Additional information

Assessment of oral toxicokinetics based on the physicochemical properties of ECHA Substance:

Molecular weight 364

Water solubility <0.9 mg/L

Partition coefficient log Kow > 5.7

The following remarks on the toxicokinetics of the test item are based on the available studies. Experimental toxicokinetic studies were not available.


In an acute toxicity study in rats (limit test) no signs of systemic toxicity were observed after oral administration of the target molecule (1 -Ethoxy-2,3 -difluoro-4 -[trans-4 -(trans-4 -propylcyclohexyl)-cyclohexyl]-benzene) (1).

Toxicity after repeated oral administration of the source compound ((trans(trans))-4'-Vinyl-4 -(4 -methylphenyl)bicyclohexyl) was investigated in two experimental studies: a subacute toxicity study with oral treatment of rats with doses of 1000, 200, and 40 mg/kg bw for 28 days and a 14 -day treatment-free recovery period according to OECD 407 (2); and a combined repeat dose reproduction screening study with oral treatment of rats with doses of 135, 45 and 15 mg/kg bw for 42 days (males) and up to 49 days (females) (3).

Based on the findings of these toxicity studies it can be concluded that the compound of this same chemical class is absorbed after oral administration. Given a logP of the target molecule of > 5.7 (4), exposure via the skin cannot be excluded although it might be very low. Exposure via inhalation is considered negligible as the vapour pressure of the target molecule is low (0.0019 Pa at 20°C) (5).


The water solubility of the target molecule in water is very low (<0.0009 g/L) (6) and, therefore, distribution of the substance will be restricted within the organism. Considering a logP of 5.7 (4) the substance may potentially accumulate in lipophilic tissues.


Information on the excretion of the target substance is not available. As the effects observed in the subacute toxicity studies of the source compound were fully reversible within the 14-day treatment free recovery period, rapid excretion of the substance can be assumed. Based on the molecular weight of the target substance and based on findings for the source compound, excretion via the kidneys is considered to be the main route of elimination. As the target substance has a low water solubility it can be assumed that the substance is metabolized (Phase I and II) prior excretion. Based on the low vapour pressure of both compounds, excretion via exhalation is not assumed.

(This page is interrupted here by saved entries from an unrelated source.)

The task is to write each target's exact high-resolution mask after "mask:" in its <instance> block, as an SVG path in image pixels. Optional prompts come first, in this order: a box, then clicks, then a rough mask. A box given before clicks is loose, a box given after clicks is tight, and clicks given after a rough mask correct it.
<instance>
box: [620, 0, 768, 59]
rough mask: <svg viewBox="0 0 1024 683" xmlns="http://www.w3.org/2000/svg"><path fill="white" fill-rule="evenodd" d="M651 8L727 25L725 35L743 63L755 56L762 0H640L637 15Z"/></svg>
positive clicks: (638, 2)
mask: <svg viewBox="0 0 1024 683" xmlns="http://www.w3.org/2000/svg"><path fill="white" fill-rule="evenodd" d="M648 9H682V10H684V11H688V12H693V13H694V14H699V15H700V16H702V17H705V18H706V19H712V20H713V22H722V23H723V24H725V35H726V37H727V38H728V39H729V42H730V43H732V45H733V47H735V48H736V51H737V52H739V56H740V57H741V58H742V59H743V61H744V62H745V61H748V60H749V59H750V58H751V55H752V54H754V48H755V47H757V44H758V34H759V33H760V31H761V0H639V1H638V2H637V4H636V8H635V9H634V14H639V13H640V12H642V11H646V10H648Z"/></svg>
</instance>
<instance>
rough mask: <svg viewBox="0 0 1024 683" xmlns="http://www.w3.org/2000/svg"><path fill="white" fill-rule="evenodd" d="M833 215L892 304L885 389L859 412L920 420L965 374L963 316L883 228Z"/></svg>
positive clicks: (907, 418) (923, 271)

1.       Heusener A, Jacobs M. Acute toxicity study in rats after oral administration. Institute of Toxicology, Merck KGaA, Darmstadt, Germany; 1997 May. Report No.: T14265.

2.       Broich K, Braun WH, Flade D, Alumà J. 28-Day Oral Toxicity (Gavage) Study in the Wistar Rat. RCC, Roßdorf, Germany; 2014 Oct. Report No.: A72617.

3.       Emde B, Jacobs M, Knippel A. Combined repeat dose oral toxicity study with the reproduction/developmental toxicity test in rats. Institute of Toxicology, Merck KGaA, Darmstadt, Germany; 2013 Oct. Report No.: T16235.

4.       Fichtner N. Bestimmung des Verteilungskoeffizienten (HPLC-Methode). Zentrale Dienste Analytik, Merck KGaA, Darmstadt, Germany; 2007 Apr. Report No.: 02/07.

5.       Möller M. Boiling point, vapour pressure. Prozess-Sicherheit, Siemens AG, Frankfurt am Main, Germany; 2007 May. Report No.: 20070255.01.

6.       Schönig HJ. Bestimmung der Wasserlöslichkeit (Säulen-Elutions-Methode). Zentrale Dienste Analytik, Merck KGaA, Darmstadt, Germany; 2007 Nov. Report No.: 13/07.